So a few months ago I started looking into using Cassandra for a project. Not being fluent in Java or Python which have excellent client libraries for interfacing to Cassandra (Hector and Pycassa respectfully), I looked into the Perl and Ruby clients.
At the time, none of the native Perl or Ruby clients weren’t nearly as powerful, feature rich or as actively maintained as Hector/Pycassa. I started hacking on the Perl client, but a) realized it was going to need a lot of work and b) I really wanted to use Ruby on Rails as the front end for my application I started looking into using Hector with JRuby.
If you’re not familiar with JRuby, basically imagine Ruby running on top of the Java Virtual Machine (JVM). It’s actually a complete rewrite of the MRI standard (both 1.8 and 1.9 are supported) and most performance benchmarks have it much faster then most other Ruby implementations, including MRI which is in C. But on top of blazing performance (not to mention real threads!), JRuby also allows you to utilize Java classes as if they were native Ruby libraries, thus opening the door to use Hector with Ruby.
Anyways, you’re going to need the latest stable JRuby build, Sun JDK6, the Hector library and it’s dependancies. Basically install everything per their individual install directions. The only thing to make sure is that your JRuby install is using the same JDK as Hector is installed under.
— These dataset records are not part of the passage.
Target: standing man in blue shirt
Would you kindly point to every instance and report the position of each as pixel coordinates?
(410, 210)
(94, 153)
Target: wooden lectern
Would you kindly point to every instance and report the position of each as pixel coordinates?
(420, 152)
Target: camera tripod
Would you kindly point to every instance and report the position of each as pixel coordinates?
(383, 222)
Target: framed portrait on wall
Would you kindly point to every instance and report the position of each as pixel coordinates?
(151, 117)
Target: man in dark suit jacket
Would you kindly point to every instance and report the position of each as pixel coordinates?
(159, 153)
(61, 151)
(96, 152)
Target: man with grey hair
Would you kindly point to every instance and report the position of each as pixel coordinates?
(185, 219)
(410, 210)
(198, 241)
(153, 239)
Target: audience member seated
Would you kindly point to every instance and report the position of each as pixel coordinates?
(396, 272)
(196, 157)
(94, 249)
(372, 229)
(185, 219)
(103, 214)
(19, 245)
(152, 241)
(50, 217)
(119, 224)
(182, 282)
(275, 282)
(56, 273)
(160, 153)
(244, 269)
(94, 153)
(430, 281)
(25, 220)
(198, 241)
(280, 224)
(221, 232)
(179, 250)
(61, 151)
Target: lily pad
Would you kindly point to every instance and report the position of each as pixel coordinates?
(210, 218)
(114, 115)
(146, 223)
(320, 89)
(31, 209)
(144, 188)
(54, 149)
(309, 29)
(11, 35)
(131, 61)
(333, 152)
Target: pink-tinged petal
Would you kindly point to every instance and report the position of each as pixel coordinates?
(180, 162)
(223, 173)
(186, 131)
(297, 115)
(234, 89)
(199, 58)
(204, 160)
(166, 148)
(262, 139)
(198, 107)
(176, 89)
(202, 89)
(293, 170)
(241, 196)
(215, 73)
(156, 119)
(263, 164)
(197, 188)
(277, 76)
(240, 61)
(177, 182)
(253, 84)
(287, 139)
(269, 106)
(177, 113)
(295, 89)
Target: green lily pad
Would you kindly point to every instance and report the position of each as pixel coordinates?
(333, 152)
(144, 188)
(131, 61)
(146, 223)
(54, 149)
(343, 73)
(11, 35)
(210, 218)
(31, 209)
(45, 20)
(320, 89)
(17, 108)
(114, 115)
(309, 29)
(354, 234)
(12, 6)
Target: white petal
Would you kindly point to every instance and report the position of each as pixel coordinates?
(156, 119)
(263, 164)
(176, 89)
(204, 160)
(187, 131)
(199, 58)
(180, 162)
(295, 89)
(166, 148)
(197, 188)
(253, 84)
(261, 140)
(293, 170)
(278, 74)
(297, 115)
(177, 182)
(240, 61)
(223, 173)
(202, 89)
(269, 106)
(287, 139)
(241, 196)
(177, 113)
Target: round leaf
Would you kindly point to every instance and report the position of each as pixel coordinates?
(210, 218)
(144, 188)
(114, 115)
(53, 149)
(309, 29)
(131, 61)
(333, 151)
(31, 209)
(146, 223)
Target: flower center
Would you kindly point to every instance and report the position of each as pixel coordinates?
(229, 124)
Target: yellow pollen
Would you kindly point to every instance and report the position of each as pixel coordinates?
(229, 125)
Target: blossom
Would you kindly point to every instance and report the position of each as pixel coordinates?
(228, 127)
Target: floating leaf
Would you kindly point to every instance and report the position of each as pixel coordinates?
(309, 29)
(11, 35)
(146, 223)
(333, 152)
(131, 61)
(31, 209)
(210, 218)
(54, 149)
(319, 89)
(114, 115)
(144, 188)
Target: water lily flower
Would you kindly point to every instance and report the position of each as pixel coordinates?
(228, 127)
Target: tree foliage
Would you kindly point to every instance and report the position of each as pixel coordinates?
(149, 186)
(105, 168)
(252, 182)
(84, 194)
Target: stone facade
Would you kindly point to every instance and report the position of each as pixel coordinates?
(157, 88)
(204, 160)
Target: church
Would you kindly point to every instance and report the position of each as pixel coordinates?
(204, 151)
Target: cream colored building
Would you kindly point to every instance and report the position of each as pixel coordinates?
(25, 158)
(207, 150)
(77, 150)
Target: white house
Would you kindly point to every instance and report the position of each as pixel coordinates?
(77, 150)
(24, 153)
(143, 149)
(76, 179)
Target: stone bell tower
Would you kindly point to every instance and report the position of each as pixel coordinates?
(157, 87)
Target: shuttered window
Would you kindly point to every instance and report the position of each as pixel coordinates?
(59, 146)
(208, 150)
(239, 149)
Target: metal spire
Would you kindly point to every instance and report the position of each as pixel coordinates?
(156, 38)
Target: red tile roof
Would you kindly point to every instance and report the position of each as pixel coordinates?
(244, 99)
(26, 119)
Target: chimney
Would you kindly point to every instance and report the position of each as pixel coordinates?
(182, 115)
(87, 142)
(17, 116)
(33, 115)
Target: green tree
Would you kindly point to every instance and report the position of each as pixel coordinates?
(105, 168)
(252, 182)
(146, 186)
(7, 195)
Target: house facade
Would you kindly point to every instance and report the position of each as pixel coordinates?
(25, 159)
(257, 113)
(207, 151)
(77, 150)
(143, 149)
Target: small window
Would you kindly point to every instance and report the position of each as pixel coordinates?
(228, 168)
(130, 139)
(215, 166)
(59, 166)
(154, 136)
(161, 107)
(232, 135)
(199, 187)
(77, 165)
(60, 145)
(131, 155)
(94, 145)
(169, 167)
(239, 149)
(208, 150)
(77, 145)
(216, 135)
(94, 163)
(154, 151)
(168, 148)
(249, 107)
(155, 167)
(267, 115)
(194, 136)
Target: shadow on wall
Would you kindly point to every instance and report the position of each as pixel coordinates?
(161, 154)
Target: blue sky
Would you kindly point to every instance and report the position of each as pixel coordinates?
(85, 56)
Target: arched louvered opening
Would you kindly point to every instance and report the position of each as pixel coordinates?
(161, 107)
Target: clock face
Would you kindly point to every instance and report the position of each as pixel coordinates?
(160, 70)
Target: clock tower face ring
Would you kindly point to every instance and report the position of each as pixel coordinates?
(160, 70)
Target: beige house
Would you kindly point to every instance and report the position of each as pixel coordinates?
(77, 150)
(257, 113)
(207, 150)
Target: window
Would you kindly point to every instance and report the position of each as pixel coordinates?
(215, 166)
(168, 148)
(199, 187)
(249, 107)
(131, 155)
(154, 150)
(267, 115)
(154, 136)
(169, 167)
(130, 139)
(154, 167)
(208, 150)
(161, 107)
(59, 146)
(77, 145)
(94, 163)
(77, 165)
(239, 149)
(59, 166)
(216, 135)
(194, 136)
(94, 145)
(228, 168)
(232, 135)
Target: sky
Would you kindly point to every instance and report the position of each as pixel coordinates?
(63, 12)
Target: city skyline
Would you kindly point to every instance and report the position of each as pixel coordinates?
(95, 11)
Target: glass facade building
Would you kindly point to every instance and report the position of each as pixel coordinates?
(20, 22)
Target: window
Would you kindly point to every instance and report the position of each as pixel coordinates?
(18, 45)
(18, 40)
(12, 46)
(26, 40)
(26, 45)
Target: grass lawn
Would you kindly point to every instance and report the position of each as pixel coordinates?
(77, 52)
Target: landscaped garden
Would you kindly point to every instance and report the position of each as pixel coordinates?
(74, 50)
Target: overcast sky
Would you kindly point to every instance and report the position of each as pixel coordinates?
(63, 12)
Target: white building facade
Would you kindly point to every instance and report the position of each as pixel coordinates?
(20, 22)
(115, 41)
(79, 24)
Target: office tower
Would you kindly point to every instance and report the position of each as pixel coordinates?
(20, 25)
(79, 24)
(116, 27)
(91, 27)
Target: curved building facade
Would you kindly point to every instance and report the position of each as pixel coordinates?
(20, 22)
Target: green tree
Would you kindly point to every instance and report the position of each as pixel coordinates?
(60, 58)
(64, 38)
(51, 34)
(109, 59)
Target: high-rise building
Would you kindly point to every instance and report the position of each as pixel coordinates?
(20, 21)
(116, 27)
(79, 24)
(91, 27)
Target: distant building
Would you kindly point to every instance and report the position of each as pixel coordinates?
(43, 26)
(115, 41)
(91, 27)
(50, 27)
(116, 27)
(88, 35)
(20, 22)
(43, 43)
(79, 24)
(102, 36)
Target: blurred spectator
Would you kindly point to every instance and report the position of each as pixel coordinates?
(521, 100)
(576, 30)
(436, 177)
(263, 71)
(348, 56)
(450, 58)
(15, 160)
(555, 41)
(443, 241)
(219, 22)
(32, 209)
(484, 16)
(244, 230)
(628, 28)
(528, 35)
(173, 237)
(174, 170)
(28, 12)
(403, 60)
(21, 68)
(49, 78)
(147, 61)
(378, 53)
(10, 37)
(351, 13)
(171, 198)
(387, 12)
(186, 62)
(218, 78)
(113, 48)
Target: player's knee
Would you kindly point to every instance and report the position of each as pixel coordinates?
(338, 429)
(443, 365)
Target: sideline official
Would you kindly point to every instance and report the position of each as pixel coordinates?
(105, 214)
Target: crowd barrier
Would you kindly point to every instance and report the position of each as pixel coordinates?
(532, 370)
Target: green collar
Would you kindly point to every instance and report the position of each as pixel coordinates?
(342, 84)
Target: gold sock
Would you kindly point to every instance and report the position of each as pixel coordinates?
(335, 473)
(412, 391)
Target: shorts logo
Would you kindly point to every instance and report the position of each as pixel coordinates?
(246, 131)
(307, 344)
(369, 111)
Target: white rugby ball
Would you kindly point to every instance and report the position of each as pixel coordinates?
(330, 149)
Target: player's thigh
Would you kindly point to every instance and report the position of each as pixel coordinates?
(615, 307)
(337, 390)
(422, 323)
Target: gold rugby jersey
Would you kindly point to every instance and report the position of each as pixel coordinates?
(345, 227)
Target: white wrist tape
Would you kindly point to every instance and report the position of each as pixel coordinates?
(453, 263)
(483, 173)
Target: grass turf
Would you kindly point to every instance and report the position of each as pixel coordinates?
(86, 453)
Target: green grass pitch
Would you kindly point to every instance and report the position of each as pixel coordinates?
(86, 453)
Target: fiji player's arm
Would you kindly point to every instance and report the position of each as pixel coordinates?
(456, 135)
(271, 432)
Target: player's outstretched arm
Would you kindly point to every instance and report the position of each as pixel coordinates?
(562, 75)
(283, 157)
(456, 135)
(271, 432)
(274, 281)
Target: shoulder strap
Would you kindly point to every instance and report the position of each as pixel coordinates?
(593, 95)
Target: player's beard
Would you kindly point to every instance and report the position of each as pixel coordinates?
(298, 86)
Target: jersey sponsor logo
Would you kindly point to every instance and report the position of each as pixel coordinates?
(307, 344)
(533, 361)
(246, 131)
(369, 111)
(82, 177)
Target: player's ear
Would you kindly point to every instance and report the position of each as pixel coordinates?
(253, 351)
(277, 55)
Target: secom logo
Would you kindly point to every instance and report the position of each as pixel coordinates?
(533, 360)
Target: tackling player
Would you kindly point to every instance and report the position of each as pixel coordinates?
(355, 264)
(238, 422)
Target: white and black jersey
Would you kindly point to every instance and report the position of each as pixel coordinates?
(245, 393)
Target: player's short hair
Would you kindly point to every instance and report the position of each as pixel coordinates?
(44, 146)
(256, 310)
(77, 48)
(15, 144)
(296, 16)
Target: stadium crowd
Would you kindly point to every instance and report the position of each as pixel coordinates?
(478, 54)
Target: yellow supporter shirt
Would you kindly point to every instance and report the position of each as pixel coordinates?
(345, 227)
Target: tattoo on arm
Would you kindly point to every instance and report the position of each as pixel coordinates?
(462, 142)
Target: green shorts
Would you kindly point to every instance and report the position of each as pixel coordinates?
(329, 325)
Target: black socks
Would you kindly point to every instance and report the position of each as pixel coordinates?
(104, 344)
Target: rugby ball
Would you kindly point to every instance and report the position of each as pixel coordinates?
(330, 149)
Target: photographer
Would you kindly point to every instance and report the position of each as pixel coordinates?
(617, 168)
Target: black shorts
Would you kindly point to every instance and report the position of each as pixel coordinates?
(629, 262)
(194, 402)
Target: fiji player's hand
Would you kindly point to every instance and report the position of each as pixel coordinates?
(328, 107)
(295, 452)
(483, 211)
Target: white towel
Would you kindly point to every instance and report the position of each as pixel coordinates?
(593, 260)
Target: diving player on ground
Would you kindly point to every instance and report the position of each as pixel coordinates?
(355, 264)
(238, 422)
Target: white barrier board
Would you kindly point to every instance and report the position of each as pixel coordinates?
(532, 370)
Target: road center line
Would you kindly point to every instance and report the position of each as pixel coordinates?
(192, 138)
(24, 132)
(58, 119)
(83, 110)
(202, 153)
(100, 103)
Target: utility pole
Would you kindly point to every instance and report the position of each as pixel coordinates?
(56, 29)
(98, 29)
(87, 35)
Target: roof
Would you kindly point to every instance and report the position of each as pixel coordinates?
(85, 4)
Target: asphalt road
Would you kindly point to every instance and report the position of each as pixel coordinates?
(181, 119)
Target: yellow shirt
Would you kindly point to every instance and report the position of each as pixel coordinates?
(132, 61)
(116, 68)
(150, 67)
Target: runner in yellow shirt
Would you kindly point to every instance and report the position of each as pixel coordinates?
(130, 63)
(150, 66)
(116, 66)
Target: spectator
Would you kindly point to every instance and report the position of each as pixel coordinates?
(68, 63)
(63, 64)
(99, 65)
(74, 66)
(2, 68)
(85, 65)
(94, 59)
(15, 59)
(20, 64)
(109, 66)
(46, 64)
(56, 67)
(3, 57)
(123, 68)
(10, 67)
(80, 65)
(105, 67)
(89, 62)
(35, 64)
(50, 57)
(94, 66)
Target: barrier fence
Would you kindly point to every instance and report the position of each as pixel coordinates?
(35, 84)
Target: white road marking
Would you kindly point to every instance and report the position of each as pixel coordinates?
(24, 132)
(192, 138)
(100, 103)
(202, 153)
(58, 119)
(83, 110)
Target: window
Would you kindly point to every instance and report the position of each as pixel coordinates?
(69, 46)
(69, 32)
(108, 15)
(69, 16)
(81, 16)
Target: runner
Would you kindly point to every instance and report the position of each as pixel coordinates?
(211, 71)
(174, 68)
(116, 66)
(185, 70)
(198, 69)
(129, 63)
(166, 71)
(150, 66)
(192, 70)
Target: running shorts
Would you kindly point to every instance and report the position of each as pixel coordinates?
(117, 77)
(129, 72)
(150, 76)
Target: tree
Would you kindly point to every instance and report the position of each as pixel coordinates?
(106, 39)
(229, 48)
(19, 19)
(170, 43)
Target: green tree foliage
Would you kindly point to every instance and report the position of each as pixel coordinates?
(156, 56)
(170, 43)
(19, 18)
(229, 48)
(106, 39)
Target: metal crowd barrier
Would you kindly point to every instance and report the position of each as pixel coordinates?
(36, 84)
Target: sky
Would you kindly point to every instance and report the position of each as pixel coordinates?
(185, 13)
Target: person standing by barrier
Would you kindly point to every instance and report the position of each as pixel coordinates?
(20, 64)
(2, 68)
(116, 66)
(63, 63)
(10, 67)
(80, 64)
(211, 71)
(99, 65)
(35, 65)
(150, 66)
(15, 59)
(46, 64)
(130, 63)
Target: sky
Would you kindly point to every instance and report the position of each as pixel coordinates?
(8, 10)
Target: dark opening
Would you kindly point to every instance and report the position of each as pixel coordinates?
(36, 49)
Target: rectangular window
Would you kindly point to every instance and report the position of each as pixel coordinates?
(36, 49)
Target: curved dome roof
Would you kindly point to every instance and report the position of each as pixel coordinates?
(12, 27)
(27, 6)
At the top of your JRuby script:
# imports Java support into JRuby
require 'java'
# change these paths to point to your Java CLASSPATH
Dir["/usr/share/java/*.jar"].each{|jar| $CLASSPATH << jar }
Dir["/usr/share/java/slf4j/*log4j*.jar"].each{|jar| $CLASSPATH << jar }
# imports necessary for Hector/Cassandra
java_import 'java.util.Arrays'
java_import 'java.util.Iterator'
# Imports for Hector
java_import 'me.prettyprint.cassandra.serializers.StringSerializer'
java_import 'me.prettyprint.cassandra.serializers.BytesArraySerializer'
java_import 'me.prettyprint.cassandra.serializers.LongSerializer'
# add any other serializers you might need
java_import 'me.prettyprint.cassandra.service.CassandraHostConfigurator'
java_import 'me.prettyprint.hector.api.Cluster'
java_import 'me.prettyprint.hector.api.Keyspace'
java_import 'me.prettyprint.hector.api.beans.HColumn'
java_import 'me.prettyprint.hector.api.exceptions.HectorException'
java_import 'me.prettyprint.hector.api.factory.HFactory'
java_import 'me.prettyprint.hector.api.mutation.Mutator'
java_import 'me.prettyprint.hector.api.query.ColumnQuery'
java_import 'me.prettyprint.hector.api.query.QueryResult'
java_import 'me.prettyprint.hector.api.ConsistencyLevelPolicy'
java_import 'me.prettyprint.hector.api.HConsistencyLevel'
java_import 'org.apache.cassandra.thrift.ConsistencyLevel'
java_import 'me.prettyprint.cassandra.model.ConfigurableConsistencyLevel'
java_import 'me.prettyprint.cassandra.model.AbstractBasicQuery'
java_import 'me.prettyprint.cassandra.service.OperationType'
java_import 'me.prettyprint.cassandra.service.template.ColumnFamilyTemplate'
# You may need others...
java_import 'org.slf4j.LoggerFactory'
At this point, you can use Hector in your JRuby application, using the standard Ruby syntax:
# create some serializers- you'll need these later
@se = StringSerializer.get()
@le = LongSerializer.get()
# You'll want to set your read/write consistency level
cl = ConfigurableConsistencyLevel.new
read_level = get_cl(HConsistencyLevel::ONE)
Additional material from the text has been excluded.